New Driving Laws For 2014: What Illinois Motorists Need To Know
Of course, 2014 is no exception. In fact, there are many significant legal changes for drivers this year. Here’s a short rundown.
Statewide Cellphone Driving Ban
While drivers in Chicago and a handful of other towns cannot use a handheld cellphone while operating a vehicle, a law passed by the Illinois General Assmebly makes this behavior illegal on all roadways statewide starting January 1st.
So, no matter where you drive in the state of Illinois, you must use a hands free headset, speaker phone or other hands free device when using a cell phone while driving.
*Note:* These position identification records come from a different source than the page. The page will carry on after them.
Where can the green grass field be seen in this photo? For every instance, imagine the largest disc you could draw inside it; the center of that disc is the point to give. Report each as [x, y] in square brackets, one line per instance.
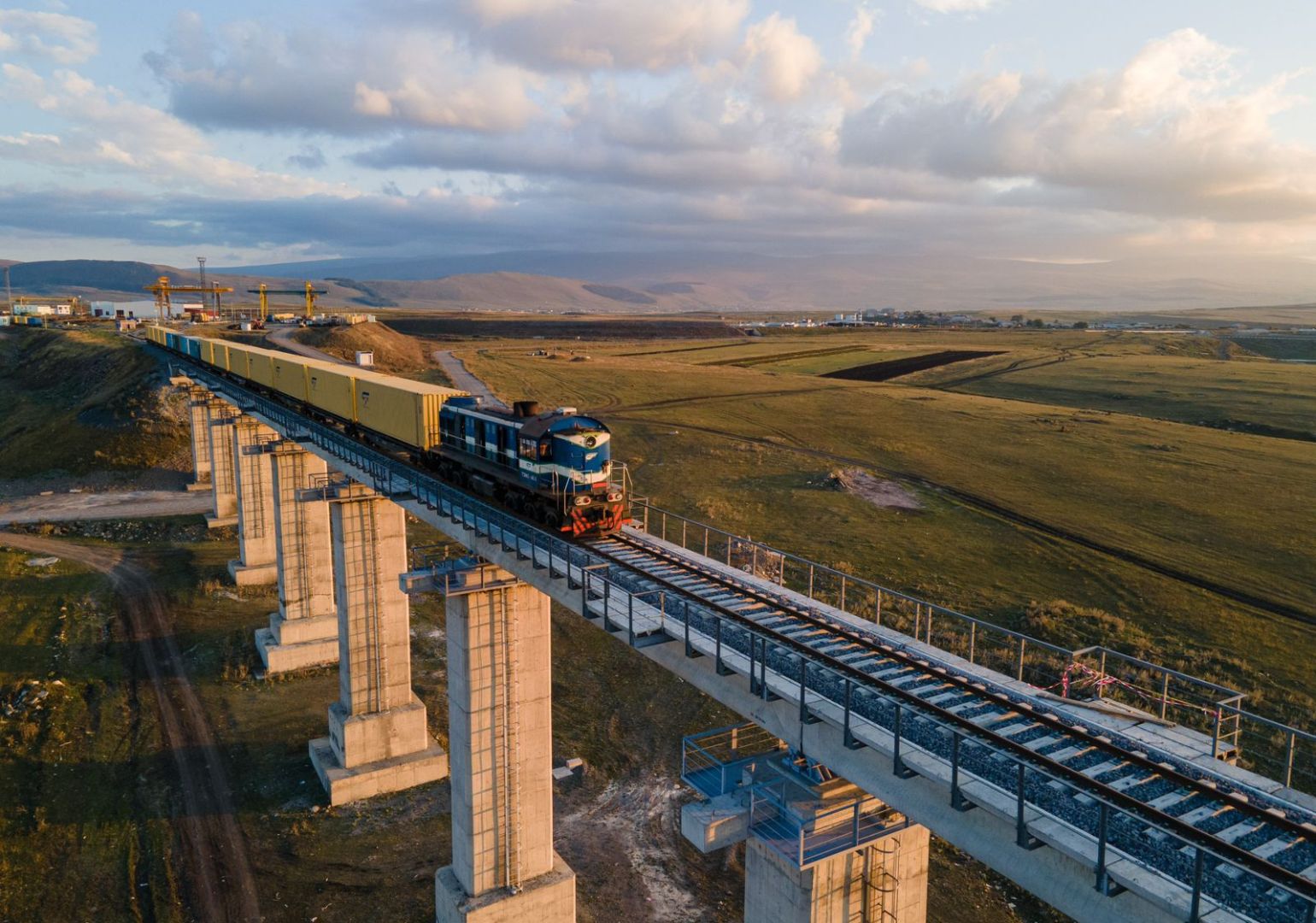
[92, 389]
[85, 793]
[1224, 506]
[1241, 394]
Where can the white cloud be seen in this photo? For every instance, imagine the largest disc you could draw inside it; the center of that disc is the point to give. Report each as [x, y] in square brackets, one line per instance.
[594, 34]
[861, 26]
[65, 39]
[112, 132]
[1170, 134]
[784, 60]
[253, 78]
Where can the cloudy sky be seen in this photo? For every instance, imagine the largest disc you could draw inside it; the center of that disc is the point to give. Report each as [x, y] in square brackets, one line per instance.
[1024, 129]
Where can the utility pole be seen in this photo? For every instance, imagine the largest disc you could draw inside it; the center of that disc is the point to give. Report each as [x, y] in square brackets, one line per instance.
[206, 299]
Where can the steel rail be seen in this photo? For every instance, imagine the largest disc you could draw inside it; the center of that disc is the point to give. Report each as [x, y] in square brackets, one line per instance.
[1128, 803]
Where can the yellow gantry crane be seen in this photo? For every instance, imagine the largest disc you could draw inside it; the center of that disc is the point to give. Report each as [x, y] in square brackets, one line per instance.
[163, 289]
[265, 291]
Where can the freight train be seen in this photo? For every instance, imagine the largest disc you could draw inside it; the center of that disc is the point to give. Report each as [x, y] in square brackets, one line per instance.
[553, 467]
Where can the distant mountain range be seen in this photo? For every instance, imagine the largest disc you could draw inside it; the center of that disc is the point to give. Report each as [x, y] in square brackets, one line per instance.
[721, 282]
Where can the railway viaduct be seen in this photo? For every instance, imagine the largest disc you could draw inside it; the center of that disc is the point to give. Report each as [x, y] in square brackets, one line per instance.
[872, 719]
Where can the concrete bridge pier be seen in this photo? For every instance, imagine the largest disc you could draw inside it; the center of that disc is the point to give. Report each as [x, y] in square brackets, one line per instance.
[256, 562]
[197, 398]
[882, 883]
[378, 740]
[304, 631]
[220, 419]
[500, 736]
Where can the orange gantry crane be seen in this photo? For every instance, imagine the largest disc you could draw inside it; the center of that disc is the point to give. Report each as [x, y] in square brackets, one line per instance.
[163, 289]
[265, 291]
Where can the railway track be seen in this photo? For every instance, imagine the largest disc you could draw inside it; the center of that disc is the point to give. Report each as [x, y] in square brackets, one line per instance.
[1237, 847]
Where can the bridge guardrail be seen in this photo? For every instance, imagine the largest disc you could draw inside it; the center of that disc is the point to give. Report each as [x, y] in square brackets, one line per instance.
[1254, 742]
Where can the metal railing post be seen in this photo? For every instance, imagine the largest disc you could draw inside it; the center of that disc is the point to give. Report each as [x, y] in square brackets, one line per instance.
[1289, 760]
[1102, 823]
[631, 620]
[957, 797]
[846, 735]
[896, 760]
[1199, 864]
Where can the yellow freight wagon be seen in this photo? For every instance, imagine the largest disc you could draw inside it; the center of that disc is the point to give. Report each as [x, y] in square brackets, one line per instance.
[332, 389]
[221, 355]
[260, 365]
[290, 375]
[402, 409]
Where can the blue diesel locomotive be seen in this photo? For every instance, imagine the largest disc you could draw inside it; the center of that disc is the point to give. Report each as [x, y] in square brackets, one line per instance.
[552, 467]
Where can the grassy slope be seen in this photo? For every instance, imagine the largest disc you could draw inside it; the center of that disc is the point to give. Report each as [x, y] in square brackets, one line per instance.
[94, 390]
[85, 799]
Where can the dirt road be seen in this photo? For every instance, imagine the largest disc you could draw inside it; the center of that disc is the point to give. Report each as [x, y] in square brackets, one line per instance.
[111, 504]
[220, 883]
[463, 379]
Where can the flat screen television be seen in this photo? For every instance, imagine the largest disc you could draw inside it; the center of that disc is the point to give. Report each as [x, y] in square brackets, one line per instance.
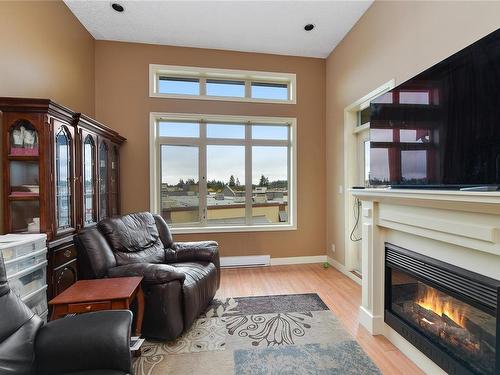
[441, 129]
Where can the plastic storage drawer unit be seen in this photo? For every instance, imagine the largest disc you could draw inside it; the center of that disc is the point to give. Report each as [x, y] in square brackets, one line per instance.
[37, 301]
[26, 261]
[29, 280]
[17, 245]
No More Free Metered Parking For Most Disabled Drivers
Yes, now the vast majority of drivers using disability placards or handicap license plates will have to feed the parking meter like the other drivers.
This policy of allowing any driver with a disability placard to park for free at parking meters was changed two years ago, but did not go into effect until 2014,
Only drivers who possess a new grey and yellow placard can still park for free at meters.
The law still allows drivers who are disabled in such a way they cannot physically interact with the meter to pay for their parking are issued these new placards. Only about 10% of people who applied for disability placards have been issued the placard with more stringent restrictions.
All other drivers with standard blue disability placards or handicap plates must now feed the meter.
Also beginning this year, the fine for drivers caught misusing a disability placard will increase from
$500 to $600.
Speed Limit Increases To 70 MPH On Some Interstates
The General Assembly also overwhelmingly passed a law that would raise the speed limit on Illinois interstate expressways to 70 mph.
The bill’s sponsor, Senator Jim Oberweis contends the speed limit must be raised to 70 mph on all expressways–including any expressways which run through Chicago or the more general Chicagoland area. However, Governor Pat Quinn and the Illinois Department of Transportation believe the law only applies to rural interstates.
So speed limits are going up rom 65 to 70 mph on most interstates which are outside of metropolitan areas (Chicago, St. Louis, Springfield, etc.) of the state and keeping those speed limits close to Chicago and other urban areas at 55 mph.
Oberweis vows he will go back to Springfield to get the law clarified so the speed limit gets raised on interstates state wide.
But also as part of this same law, it no longer be considered a petty offense but a Class A misdemeanor if a driver exceeds the posted speed limit by 26-35 mph (previously 35 mph) over the limit and a Class B misdemeanor if a driver goes 35 or more over the limit (the previous threshold was 40 mph over the limit).
This is a law that will prohibit a driver under the age of 18 from getting a driver’s license if they have an unresolved traffic citation while still holding a Graduated Driver’s License or GDL.
The legislation is named after Kelsey Little who was seriously injured in a car crash in 2011 by a young driver only had a learner’s permit. Three days after the accident, the driver received an Illinois driver’s license.
This new law makes drivers involved in a fatal auto crash ineligible for court supervision unless they maintain a clean driving record.
Patricia’s Law bears the name of Patricia McNamara who was killed in an automobile crash, but the driver only received court supervision.